Grain sorghum is an important cereal crop for both human food, animal feed, and biofuel production in the United States. A diverse set of 19 grain sorghum genotypes was grown in three locations in Kansas to evaluate the genotype, location, and genotype × location effect on grain quality attributes. The physical characteristics of the grain (size and hardness) were greatly affected by genotype, location, and their interaction. The chemical components and functional properties were affected by genotype and location.
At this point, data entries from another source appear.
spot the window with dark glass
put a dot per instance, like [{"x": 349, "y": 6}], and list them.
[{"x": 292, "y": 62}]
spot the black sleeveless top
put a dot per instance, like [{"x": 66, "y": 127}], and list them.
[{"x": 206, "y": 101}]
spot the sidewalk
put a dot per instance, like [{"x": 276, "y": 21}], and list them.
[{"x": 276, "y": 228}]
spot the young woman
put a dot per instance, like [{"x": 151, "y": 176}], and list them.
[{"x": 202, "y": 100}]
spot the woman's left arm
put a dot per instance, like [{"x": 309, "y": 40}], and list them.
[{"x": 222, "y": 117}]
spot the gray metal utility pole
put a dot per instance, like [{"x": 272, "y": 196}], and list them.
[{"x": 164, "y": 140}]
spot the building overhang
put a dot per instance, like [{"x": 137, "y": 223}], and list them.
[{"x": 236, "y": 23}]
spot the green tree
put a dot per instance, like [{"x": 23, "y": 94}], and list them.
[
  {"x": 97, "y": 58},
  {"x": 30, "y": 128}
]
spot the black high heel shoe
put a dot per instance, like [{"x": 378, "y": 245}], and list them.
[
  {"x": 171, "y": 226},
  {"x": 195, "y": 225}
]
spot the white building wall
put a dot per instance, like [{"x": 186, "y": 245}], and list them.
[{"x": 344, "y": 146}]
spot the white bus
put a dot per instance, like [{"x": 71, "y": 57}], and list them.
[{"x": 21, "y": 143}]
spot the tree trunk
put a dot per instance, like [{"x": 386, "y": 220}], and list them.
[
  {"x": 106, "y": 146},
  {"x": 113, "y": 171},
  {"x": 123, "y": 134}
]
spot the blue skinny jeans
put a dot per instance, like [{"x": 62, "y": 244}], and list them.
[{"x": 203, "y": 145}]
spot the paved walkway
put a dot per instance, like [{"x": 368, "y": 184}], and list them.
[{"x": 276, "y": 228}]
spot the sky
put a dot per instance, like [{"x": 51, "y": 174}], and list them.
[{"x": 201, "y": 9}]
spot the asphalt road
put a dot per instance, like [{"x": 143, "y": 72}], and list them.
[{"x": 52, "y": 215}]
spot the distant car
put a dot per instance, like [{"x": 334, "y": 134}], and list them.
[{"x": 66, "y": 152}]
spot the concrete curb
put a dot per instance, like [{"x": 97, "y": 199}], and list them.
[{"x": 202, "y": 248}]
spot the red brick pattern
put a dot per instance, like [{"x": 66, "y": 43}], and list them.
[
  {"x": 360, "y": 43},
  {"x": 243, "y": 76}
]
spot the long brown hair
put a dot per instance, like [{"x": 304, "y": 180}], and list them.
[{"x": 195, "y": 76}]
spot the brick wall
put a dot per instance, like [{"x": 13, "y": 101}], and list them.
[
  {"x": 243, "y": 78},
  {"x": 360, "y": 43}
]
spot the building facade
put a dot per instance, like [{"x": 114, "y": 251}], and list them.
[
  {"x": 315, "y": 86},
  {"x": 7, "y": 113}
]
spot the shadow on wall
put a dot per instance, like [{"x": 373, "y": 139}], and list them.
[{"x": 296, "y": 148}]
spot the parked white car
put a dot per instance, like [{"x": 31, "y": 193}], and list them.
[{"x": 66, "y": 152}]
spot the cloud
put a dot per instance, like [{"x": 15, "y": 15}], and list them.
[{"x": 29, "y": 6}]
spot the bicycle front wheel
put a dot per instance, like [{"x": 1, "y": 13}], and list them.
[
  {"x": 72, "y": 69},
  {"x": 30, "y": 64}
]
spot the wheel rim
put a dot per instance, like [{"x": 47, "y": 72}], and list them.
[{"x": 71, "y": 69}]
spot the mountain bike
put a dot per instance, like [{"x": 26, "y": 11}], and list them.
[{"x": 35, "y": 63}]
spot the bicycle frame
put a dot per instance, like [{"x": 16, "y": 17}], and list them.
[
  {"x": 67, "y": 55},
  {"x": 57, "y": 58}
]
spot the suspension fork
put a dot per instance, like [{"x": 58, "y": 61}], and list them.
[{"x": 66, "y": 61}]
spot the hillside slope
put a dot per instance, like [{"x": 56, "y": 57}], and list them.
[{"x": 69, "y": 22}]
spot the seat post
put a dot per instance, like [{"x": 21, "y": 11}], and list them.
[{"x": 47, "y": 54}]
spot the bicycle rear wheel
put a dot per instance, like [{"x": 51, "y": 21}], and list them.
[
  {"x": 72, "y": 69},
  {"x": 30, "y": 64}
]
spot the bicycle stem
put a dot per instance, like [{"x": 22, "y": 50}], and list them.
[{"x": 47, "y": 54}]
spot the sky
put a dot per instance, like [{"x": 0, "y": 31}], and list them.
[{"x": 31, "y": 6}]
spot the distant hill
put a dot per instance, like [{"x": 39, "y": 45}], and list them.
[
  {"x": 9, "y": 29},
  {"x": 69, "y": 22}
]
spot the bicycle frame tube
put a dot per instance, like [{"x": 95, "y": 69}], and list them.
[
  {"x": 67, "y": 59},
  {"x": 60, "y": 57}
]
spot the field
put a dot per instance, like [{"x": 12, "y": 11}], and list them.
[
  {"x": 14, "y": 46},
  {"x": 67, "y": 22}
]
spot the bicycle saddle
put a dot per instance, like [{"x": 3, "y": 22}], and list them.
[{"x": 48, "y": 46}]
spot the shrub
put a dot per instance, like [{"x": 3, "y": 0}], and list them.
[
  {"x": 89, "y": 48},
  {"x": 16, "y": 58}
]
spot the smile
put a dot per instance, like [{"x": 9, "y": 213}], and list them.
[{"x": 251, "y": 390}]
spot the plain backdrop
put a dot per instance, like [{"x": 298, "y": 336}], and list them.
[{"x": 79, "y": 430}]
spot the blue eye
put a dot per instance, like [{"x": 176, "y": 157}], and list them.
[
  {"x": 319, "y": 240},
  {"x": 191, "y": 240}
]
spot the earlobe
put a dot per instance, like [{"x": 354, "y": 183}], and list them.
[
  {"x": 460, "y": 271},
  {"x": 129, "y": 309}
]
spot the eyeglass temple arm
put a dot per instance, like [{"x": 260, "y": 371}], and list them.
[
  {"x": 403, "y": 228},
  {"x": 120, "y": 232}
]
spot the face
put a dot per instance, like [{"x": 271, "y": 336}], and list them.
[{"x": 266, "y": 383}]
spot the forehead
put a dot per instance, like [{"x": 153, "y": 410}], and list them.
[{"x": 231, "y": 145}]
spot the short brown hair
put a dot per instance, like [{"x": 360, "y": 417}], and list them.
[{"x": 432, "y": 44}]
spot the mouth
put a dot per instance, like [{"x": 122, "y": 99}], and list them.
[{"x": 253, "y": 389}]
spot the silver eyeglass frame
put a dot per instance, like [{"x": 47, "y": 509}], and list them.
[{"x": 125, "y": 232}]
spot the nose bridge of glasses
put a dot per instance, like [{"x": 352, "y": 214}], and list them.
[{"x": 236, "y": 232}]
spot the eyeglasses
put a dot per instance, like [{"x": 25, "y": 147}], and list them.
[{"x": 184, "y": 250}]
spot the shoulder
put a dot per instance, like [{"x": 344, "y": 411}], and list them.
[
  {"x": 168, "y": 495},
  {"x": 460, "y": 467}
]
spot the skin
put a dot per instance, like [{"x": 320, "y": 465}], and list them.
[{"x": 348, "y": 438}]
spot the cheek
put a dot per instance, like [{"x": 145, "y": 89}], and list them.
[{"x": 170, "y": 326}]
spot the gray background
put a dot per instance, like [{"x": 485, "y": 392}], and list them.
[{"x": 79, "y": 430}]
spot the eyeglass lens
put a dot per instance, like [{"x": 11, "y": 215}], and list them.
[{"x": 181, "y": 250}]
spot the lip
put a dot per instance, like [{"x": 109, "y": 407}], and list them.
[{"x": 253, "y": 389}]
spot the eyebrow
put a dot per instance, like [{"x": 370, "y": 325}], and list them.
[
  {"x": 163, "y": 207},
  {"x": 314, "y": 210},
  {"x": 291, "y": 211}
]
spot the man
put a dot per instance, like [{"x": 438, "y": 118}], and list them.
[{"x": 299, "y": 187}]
The amylose content varied from 19.2 to 30.7% and was variable due to growing location. The starch granule size distribution exhibited little variation due to location, but was affected by the genotype. Protein content ranged from 11.1 to 15.2% and digestibility ranged from 45.6 to 62.1% due to genotype. The small amount of interaction between genotype and location for the protein content and digestibility allows for selection of the desired genotype and location without a wide variation due to their combination. Among the nine traits studied, maximum variation was explained by kernel diameter (20.0%), followed by kernel weight (19.3%), ash (14.6%) and protein content (LECO) (10.8%). Principal component analysis identified SC628, SC489, SC1104 and BTx399 with good and SC391 and SC11277 with poor grain quality. The diverse set of grain sorghum genotypes and variation in growth conditions led to differences in both the physical and chemical components in the grain. Thus, the variation due to genotype and location will allow for the ability to select the most desirable trait at a specific location.